Callista has since obtained an injunction from the High Court in Malawi’s commercial city, Blantyre, restraining registered trustees of Bineth Trust from evicting or threatening to evict or interfering with her, until an inter-partes hearing of the injunction is heard this Friday.

The former first lady, at war over deceased estate with adult children of the late president, was, through a letter dated October 18 2012 from lawyers representing Bineth Trust, ordered to vacate Ndata Farm within five days.

Mbendera and Nkhono Associates, in the letter, advised Callista that legal owners of Ndata Farm, Bineth Trust, duly passed a resolution on October 11 this year that she vacate the premises.

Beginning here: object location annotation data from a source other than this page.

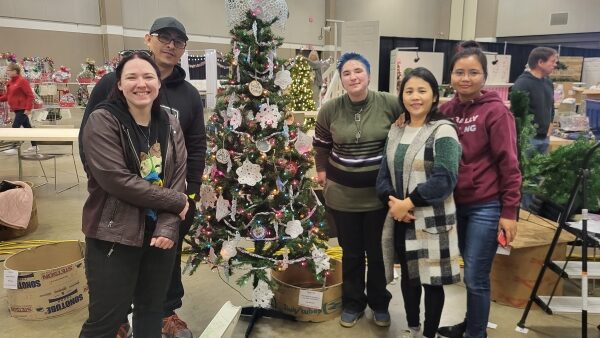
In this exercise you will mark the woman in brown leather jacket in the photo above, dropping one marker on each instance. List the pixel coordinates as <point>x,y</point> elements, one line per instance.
<point>136,163</point>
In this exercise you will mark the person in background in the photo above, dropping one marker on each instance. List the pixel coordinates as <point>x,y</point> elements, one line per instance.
<point>489,180</point>
<point>417,177</point>
<point>20,100</point>
<point>136,163</point>
<point>536,82</point>
<point>166,41</point>
<point>349,139</point>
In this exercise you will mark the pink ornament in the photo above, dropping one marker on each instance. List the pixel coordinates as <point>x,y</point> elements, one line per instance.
<point>292,167</point>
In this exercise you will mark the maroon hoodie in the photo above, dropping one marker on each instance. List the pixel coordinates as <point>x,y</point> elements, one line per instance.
<point>489,168</point>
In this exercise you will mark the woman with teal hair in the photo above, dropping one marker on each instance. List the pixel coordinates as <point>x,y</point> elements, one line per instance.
<point>349,140</point>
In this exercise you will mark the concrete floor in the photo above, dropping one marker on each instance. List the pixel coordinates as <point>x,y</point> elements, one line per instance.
<point>59,218</point>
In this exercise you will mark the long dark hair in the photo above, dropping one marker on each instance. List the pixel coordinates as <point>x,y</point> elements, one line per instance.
<point>470,48</point>
<point>117,95</point>
<point>427,76</point>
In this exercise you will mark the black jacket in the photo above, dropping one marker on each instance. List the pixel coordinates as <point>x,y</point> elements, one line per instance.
<point>179,98</point>
<point>541,99</point>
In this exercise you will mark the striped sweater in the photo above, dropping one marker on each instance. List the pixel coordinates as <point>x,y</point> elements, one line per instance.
<point>352,165</point>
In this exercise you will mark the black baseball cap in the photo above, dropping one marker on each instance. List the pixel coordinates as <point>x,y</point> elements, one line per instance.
<point>168,22</point>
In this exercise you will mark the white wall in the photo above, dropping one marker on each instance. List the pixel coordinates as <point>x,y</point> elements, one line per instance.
<point>402,18</point>
<point>532,17</point>
<point>71,11</point>
<point>207,17</point>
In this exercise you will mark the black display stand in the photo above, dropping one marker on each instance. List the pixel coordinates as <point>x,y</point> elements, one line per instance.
<point>545,303</point>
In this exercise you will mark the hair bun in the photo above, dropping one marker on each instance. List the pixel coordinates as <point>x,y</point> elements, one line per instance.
<point>468,44</point>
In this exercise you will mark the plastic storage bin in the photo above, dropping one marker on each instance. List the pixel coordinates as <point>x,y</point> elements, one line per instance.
<point>592,110</point>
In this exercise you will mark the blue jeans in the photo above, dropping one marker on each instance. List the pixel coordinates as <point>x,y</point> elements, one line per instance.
<point>477,231</point>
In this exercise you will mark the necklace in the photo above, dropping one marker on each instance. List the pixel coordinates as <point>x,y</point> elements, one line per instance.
<point>358,125</point>
<point>144,134</point>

Reads the letter from Bineth Trust to Callista in a court file her lawyers attached when applying for the injunction on Wednesday to stop the eviction: “You [Callista] may obviously take with you your personal property, but you are not required to take from the house any property that belongs to Bineth Trust. We are informed that the deceased property of late Professor Bingu wa Mutharika is yet to be distributed.”

But in her affidavit, Callista rebutted the assertions, arguing she married Mutharika in 2010 before the matrimonial home, on a private land, was completed.

Through her lawyers, Chisanga and Tomoka, she argues that on instruction of her late husband Mutharika, she supervised some works at the house.

Callista said Mutharika used to tell her time and again, and publicly, that after retiring as president, he would live at Ndata Farm and that meant it was the matrimonial home.

Reads the affidavit: “We later used to occupy [the matrimonial home] after December 2010. None of deceased’s children ever spent a night at Casa Blanca during the entire married life.”

She says Mutharika’s children wanted to hold a barbecue recently, but she stopped them as she was still in mourning.

She claims that a press statement the three children put in The Nation newspaper last Friday was false, arguing it was not true that the late president bought her a house in Zomba because the house referred to was a two bed-roomed one she owned way before she married Mutharika.

Mutharika died on April 5 this year. His first wife Ethel died in 2007.

Bineth Trust will this Friday be asking the court to dismiss the injunction whereas Callista, through her lawyers, will be arguing to have it maintained, ahead of an obvious long court battle to come.

It is not known when Mutharika’s estate will be distributed.